From Words to Attention: How I Learned to See Transformers

About 2318 wordsAbout 8 min

2026-04-28

Info

This article grew out of my Beamer slide deck, From Words to Attention: The Road to the Transformer. It is not meant to be a complete Transformer tutorial. It is closer to a reconstruction of the path that made Transformers click for me: an NLP architecture first, and then a more general way to model dependencies between tokens.

The problem before the Transformer

It is tempting to explain the Transformer by starting with the equation:

\mathrm{Attention}(Q,K,V)=\mathrm{softmax}\left(\frac{QK^\top}{\sqrt{d_k}}\right)V.

That equation matters, but for me it starts too late. The more useful question is simpler:

How can a machine represent words in a way that preserves meaning, context, and relationships?

The Transformer is one answer to that question, but it only makes sense after seeing the earlier answers fail in very specific ways. One-hot vectors solved identity but not similarity. N-gram models gave local context but not much abstraction. Word embeddings gave geometry but not dynamic meaning. Recurrent networks gave state, but long-range information still had to survive a long serial path. Attention changed the shape of the information flow: instead of squeezing everything through one narrow temporal corridor, each position could ask the rest of the sequence what mattered right now.

That is the storyline I want to preserve from the slides.

Start with discrete symbols

The earliest representation is brutally simple: each word is an index in a vocabulary. A one-hot vector has one active coordinate. Everything else is zero.

For a vocabulary $\mathcal{V}$ , a word $w_i$ can be represented as:

\mathbf{x}_i = [0,\dots,0,1,0,\dots,0] \in \mathbb{R}^{|\mathcal{V}|}.

This representation is clean for lookup. It tells the model exactly which symbol occurred. But it says nothing about what the symbol means. "cat" and "dog" are as far apart as "cat" and "parliament" if we use raw one-hot distance. Every pair of distinct words is equally unrelated.

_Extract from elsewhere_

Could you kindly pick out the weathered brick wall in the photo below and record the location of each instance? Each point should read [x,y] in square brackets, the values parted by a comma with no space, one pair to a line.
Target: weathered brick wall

N-gram models add a little bit of sequence awareness. Instead of asking only "what is this word?", they ask "what word usually follows the previous $n-1$ words?" A trigram model estimates:

P(w_t \mid w_{t-2}, w_{t-1}).

This works surprisingly well for small local patterns, but the boundary is hard: the context window is fixed, discrete, and sparse. If a phrase was rarely seen, the model has little room to generalize. If the relevant dependency is outside the window, the model cannot see it.

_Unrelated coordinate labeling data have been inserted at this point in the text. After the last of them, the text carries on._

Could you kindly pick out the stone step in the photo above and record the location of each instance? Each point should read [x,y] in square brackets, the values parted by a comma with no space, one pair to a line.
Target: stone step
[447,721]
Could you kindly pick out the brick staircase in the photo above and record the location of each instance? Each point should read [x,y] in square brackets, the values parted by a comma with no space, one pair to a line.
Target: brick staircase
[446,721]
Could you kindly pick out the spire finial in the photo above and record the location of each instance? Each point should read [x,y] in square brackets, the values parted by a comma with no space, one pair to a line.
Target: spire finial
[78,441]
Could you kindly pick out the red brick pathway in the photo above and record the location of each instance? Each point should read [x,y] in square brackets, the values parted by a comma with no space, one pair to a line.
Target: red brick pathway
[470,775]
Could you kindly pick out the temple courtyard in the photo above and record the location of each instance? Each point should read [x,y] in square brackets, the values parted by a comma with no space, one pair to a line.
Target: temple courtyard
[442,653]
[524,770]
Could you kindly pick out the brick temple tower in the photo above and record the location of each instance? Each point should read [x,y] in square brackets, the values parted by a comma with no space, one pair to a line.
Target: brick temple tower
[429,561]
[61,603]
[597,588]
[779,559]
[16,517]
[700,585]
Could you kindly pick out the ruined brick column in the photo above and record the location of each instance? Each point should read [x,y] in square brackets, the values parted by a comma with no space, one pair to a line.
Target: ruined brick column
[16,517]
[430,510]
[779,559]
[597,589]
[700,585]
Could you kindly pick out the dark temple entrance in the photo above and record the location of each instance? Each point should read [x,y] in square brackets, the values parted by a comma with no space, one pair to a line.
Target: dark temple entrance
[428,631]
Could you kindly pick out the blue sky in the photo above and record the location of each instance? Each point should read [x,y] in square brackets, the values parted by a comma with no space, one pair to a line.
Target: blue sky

I remember this part as a useful negative result:

Symbolic representations preserve identity, but they do not preserve semantic distance.

Word vectors give meaning a geometry

The next step is to replace symbolic identity with continuous representation. Bengio's neural language model and the later Word2Vec family made this shift feel concrete: a word is no longer just a vocabulary index. It becomes a vector learned from context.

Instead of manually defining similarity, we learn an embedding matrix:

E \in \mathbb{R}^{|\mathcal{V}| \times d}.

The row $E_i$ becomes the vector for word $w_i$ . Words used in similar contexts end up near each other. Suddenly there is a geometry of meaning. Cosine similarity becomes useful. Analogies become possible. The model can share statistical strength between words nobody explicitly connected by hand.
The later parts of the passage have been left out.